In realtà, la nostra, era una provincia quasi “senza ebrei”: se ne contavano poco più di un centinaio e, dalle carceri di Piacenza, solo sei persone vennero inviate ad Auschwitz. Tuttavia anche i piacentini furono coinvolti nella campagna di formazione al razzismo orchestrata dal Regime attraverso la stampa e la scuola (in prima fila i professori dei licei cittadini). Come reagirano i piacentini? Il libro e la mostra rimangono nell’indeterminatezza: la maggioranza, per paura o per adesione ai messaggi della propaganda, si mostrò sostanzialmente indifferente di fronte alle persecuzioni, diciamo che ‘lasciò fare‘ ai funzionari periferici dello Stato in camicia nera o agli organi di Polizia, al massimo partecipando in base ad un razzismo generico.

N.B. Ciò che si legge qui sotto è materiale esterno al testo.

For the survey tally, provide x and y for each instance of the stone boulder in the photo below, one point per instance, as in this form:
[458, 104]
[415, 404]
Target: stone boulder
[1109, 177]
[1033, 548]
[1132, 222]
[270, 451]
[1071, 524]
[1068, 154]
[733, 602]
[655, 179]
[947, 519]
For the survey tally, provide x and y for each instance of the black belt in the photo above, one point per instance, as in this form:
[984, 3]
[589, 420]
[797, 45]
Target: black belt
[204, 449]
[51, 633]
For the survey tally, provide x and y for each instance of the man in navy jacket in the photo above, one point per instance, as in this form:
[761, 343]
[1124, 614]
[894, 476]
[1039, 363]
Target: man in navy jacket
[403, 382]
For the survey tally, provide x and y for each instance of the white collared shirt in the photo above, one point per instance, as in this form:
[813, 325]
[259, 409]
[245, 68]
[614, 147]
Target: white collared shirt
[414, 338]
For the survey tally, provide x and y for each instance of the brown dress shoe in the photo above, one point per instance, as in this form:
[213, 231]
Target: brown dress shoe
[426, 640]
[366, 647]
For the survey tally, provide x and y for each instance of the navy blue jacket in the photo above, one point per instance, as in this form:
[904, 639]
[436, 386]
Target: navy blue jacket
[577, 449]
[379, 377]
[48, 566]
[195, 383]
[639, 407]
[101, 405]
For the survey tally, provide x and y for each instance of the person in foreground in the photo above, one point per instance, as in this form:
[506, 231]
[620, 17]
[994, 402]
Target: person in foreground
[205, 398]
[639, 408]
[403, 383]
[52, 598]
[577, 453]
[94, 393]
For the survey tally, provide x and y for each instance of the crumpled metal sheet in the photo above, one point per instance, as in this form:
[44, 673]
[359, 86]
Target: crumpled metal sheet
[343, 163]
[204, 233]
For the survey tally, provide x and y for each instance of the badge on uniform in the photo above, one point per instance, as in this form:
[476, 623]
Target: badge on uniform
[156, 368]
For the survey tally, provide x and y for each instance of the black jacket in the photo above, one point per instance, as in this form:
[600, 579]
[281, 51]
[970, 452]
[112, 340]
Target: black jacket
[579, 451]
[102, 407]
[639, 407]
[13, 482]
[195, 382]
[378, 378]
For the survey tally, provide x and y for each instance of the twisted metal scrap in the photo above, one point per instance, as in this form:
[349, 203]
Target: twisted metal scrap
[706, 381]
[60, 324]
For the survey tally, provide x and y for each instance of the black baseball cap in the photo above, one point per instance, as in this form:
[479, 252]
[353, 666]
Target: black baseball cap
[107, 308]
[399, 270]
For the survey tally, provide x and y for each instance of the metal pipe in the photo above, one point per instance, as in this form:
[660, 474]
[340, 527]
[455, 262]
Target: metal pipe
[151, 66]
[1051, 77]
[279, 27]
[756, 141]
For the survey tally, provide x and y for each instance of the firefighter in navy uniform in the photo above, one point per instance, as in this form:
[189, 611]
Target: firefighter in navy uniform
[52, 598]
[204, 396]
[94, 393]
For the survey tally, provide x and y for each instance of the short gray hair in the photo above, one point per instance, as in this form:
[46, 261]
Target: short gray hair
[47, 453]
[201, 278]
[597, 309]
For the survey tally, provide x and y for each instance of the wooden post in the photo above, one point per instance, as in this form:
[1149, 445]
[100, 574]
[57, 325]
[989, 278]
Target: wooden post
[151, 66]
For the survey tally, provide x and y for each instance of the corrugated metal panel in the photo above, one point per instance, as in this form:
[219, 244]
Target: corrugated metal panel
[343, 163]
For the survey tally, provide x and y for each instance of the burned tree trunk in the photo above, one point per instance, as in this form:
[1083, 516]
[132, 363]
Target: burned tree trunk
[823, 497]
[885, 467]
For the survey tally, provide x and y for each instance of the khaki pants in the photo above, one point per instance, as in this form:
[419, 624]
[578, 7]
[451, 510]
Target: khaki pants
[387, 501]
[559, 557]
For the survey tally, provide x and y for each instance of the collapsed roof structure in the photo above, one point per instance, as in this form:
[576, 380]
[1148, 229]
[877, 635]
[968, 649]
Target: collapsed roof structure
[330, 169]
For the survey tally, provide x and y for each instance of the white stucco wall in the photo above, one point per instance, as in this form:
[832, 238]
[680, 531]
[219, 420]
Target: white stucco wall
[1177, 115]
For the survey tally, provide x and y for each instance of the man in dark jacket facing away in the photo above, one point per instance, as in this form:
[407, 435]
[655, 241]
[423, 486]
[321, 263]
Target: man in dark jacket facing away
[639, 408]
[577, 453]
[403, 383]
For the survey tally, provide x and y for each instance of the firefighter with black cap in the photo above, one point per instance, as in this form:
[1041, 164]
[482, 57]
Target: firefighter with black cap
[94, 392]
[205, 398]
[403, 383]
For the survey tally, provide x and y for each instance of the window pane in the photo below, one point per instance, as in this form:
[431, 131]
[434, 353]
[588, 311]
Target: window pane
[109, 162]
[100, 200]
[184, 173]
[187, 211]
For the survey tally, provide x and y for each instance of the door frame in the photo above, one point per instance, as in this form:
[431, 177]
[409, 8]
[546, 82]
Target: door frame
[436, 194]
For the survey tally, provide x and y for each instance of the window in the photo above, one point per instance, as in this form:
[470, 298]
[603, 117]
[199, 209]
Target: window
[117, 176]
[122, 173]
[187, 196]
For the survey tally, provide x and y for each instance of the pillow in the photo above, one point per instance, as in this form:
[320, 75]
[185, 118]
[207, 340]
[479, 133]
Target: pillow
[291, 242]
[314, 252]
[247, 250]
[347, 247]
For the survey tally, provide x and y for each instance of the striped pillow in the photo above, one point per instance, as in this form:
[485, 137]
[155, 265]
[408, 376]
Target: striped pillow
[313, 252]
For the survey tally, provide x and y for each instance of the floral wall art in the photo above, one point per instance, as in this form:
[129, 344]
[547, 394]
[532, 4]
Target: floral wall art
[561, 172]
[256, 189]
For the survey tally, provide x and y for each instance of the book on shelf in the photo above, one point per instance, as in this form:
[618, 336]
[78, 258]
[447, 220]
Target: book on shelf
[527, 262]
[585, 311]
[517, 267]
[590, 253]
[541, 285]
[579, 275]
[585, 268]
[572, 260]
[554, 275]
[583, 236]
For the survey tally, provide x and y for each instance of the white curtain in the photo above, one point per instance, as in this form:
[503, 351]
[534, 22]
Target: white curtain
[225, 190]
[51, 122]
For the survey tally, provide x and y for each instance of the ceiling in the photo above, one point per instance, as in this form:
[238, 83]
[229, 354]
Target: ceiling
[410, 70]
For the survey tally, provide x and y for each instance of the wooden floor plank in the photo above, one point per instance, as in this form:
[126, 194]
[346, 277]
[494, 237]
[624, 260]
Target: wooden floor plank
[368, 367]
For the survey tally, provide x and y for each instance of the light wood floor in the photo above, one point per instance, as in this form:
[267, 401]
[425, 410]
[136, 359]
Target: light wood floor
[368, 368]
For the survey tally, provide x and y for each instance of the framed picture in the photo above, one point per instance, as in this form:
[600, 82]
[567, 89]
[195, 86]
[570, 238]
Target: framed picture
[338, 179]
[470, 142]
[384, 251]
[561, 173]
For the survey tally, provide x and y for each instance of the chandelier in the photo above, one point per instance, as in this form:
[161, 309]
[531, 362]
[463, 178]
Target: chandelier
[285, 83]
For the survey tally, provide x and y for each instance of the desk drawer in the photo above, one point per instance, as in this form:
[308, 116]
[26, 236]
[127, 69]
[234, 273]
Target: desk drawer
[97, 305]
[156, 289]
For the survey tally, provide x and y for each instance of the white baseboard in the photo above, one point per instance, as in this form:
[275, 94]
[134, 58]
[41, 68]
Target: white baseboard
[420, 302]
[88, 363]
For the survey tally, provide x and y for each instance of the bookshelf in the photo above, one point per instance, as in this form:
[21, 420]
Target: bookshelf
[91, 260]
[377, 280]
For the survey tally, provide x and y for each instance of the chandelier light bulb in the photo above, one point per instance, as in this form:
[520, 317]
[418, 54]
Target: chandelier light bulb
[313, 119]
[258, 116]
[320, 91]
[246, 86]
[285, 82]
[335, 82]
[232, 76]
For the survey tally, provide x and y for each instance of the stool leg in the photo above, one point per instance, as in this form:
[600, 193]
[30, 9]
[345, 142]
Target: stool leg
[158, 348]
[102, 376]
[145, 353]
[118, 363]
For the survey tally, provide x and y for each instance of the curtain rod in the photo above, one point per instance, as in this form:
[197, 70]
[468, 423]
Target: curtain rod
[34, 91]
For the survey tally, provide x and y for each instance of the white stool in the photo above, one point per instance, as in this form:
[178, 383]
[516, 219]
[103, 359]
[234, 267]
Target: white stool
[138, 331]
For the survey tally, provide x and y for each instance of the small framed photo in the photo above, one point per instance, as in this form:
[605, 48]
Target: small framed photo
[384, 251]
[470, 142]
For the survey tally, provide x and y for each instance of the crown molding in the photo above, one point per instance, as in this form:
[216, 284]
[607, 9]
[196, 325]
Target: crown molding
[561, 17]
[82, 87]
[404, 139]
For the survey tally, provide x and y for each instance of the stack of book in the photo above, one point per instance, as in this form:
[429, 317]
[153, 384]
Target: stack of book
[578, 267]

Particolarmente zelanti, dunque, più che la popolazione nel suo insieme furono i rappresentanti locali dello Stato attraverso i quali si arrivò alla spoliazione dei beni, all’obbligo di residenza coatta, alla perdita del lavoro e infine agli ordini d’arresto per l’invio ai Lager nazisti. Il contributo generosamente dato dagli ebrei piacentini, evidenzia Antonini nel suo libro, alle imprese risorgimentali fino alla Grande Guerra e alle stesse campagne coloniali del fascismo, le opere di benificenza, i contributi alla scuola, all’economia e alla cultura locali vennero dimenticati e sostituiti dagli antichi pregiudizi dell’ebreo usuraio, ricco e affamatore.

Ma, ci si domanda, come fu possibile che nessuna famiglia protestasse contro il licenziamento di Anita Levi, scrupolosa maesta ebrea; nessun medico o infermiere del ‘Civile’, l’ospedale Guglielmo da Saliceto, si oppose per le dimissioni imposte al collega di radiologia di razza ebraica. Bisogna purtroppo riconoscere l’addomesticamento delle coscienze abilmente realizzato dal fascismo con la collaborazione e il ferreo impegno (riconosciuto dallo stesso Mussolini) del quotidiano La Scure a istruire i piacentini ad una “sana coscienza razziale“.

Alla fine, concludendo il percorso tra i pannelli della mostra, riflettendo sulle odierne posizioni di formazioni politiche italiane ed europee che sembrano riproporre atteggiamenti e slogan di quegli anni, ecco i nomi degli ebrei piacentini deportati nei campi di concentramento nazisti. Uno in particolare che qui vale la pena ricordare per non dimenticare l’orrore di quei giorni neri: Enrico Richetti, nato nel 1910, gestore in città di un negozio di macchine da scrivere, semplicemente ebreo. Arrestato a Firenze il 26 gennaio 1944, inviato a Fossoli, deportato ad Auschwitz con il convoglio n. 10 il 16 maggio 1944, muore a Dachau il 6 gennaio 1945.